On Wednesday -I noticed a very small patch of brown on the dressing near where the foam tape was.  I pushed it out of my mind since I was going in the next day and got a message that doctor’s office would be closed on Thursday due to dangerous road conditions.  My appt was rescheduled for this morning.

I told her it was bothering me a lot and I wasn’t surprised when she pulled off the MeFix dressing.  There were a lot of irritated bumps and it was oozing.  😦  I should have trusted my instinct on Monday to have her change it, but the office was so busy there wasn’t time.  After she cleaned it this morning, I had her put on a small piece of sterile gauze on the bumps so that the adhesive of the MeFix wouldn’t irritated it any more.  She’ll change it again on Monday.

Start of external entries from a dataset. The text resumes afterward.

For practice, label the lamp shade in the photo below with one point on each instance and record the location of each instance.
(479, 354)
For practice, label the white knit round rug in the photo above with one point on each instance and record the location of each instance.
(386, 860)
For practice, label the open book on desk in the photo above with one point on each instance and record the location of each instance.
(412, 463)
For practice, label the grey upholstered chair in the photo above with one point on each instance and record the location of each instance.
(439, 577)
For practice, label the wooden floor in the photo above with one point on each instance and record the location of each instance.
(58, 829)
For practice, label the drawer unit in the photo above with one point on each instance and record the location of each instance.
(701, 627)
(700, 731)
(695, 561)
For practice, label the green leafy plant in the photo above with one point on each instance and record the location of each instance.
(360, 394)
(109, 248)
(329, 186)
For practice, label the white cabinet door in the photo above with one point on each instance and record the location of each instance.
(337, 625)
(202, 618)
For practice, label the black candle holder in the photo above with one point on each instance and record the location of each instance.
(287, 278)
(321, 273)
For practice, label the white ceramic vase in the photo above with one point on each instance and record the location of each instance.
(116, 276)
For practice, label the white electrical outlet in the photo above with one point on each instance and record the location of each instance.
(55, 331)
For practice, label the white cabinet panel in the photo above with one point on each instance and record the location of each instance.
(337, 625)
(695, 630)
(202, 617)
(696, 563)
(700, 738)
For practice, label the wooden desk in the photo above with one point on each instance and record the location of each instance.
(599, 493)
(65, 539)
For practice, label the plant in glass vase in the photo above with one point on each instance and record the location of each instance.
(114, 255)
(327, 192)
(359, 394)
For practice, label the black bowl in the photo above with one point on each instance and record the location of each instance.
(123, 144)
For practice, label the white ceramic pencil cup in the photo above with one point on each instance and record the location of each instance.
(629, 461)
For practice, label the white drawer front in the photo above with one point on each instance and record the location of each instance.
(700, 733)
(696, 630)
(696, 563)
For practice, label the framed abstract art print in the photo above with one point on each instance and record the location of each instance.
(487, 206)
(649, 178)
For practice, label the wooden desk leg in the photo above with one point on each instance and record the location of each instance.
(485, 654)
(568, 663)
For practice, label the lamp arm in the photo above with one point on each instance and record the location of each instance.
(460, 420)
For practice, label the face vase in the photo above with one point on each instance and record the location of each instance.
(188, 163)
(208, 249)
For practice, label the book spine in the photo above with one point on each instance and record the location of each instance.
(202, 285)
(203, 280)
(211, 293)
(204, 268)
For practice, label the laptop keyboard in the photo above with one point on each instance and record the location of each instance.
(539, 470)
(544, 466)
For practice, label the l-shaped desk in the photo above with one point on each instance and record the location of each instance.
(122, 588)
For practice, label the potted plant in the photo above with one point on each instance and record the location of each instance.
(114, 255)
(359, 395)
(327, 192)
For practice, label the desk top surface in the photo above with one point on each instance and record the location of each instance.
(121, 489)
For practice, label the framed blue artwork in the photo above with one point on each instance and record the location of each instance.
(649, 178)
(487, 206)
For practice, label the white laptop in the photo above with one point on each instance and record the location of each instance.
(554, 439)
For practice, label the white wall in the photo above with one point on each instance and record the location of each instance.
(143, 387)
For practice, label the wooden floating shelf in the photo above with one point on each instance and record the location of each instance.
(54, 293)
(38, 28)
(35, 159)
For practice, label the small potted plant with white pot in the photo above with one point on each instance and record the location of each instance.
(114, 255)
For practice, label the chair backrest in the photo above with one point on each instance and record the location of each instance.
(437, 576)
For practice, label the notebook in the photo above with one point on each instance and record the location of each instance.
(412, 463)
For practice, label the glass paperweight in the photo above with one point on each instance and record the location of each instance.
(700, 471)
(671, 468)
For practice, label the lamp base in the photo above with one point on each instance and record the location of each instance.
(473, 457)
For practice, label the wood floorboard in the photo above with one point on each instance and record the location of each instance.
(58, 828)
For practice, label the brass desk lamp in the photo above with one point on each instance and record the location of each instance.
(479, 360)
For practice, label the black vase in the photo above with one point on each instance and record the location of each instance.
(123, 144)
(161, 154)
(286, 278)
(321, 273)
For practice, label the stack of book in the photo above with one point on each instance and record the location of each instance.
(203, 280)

I certainly don’t want to go through the irritation, oozy, blistery mess that I went through the last time I had a picc line.   Hoepfully things will settle down.  I ordered the new securement device and hopefully my arm will be healed enough to use it by Thursday when I go in for my dressing change.  3 dressing changes in one week when your arm is irritated is so painful.



PICC Update

My arm feels pretty good baring me doing anything stupid (like laying on it too long or lifting or reaching for something I’m not supposed to lift or reach for).  Last week when I went in for my dressing change, I notice a couple of tiny small bumps under the stat lock.  The nurse adjusted the statlock in location and we hoped it would look better this week.  It’s been giving me no real trouble so I was expecting it to look fine.  I was wrong.  There were more bumps and one of the little bumps looked a bit raw.  So this week we’re doing a different securement technique – I’m not really comfortable with it, but hoping it will look better next week.  It was also miserable to remove this week. The past few times it’s come up fairly easily.  Today it felt like she was ripping my skin off or my skin had turned to glue and was sticking to the lock.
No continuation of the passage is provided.